Independiente Ceutí
- Full name: Independiente de Ceutí Fútbol Club
- Founded: 2017
- Ground: Miguel Indurain, Ceutí, Murcia, Spain
- Capacity: 4,000
- Chairman: José Carrillo Torregrosa
- Manager: Francisco Javier García Serrano
- League: Primera Autonómica – Group 2
- 2025–26: Primera Autonómica – Group 2, 14th of 16
| Home colours | Away colours |

= Independiente de Ceutí FC =

Independiente de Ceutí Fútbol Club, sometimes known as Ceutí Fútbol Club, is a football team based in Ceutí, Murcia, Spain.

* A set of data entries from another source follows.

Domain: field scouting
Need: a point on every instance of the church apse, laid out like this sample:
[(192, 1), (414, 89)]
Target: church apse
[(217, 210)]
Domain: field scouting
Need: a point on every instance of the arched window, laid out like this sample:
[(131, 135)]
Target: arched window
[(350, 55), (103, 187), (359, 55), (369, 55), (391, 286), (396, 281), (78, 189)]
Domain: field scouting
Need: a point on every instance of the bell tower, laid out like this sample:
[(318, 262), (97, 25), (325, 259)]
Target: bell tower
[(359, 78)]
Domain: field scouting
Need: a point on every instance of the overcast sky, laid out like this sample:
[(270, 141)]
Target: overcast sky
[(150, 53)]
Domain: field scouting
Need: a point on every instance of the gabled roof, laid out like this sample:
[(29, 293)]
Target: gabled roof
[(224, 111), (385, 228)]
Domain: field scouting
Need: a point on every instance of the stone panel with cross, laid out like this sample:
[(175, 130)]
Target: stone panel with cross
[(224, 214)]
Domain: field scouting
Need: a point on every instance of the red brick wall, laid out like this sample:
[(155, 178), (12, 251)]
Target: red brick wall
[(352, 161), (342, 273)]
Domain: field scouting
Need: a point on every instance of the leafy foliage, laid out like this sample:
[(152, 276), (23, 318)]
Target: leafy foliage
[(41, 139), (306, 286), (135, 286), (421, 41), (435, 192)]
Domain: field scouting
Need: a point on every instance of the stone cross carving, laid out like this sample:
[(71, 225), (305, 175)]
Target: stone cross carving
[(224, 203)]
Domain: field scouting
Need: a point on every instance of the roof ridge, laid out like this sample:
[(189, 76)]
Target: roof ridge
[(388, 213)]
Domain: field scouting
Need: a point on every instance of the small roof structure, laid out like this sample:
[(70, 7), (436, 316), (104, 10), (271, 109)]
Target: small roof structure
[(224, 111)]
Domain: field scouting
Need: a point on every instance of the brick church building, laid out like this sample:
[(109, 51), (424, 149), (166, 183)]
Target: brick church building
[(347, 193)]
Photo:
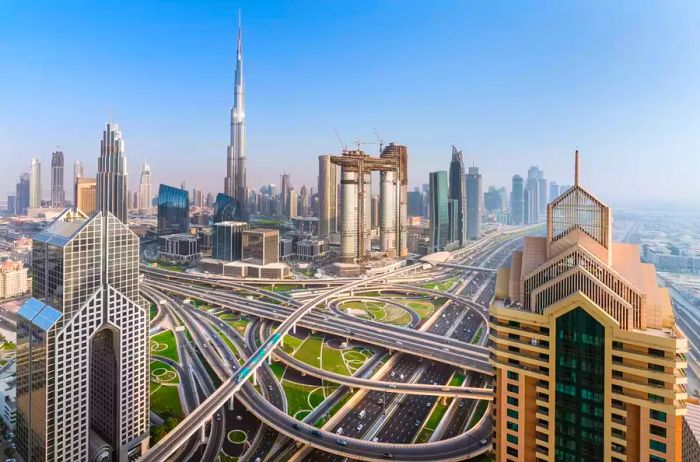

Founded in 2017, the team plays in , holding home games at the Complejo Deportivo Miguel Indurain.

==History==
CD Molinense was dissolved in the summer of 2009 and CF Molina was founded. The club immediately bought the seat of Archena Atlético, achieving promotion to Tercera División in its first season.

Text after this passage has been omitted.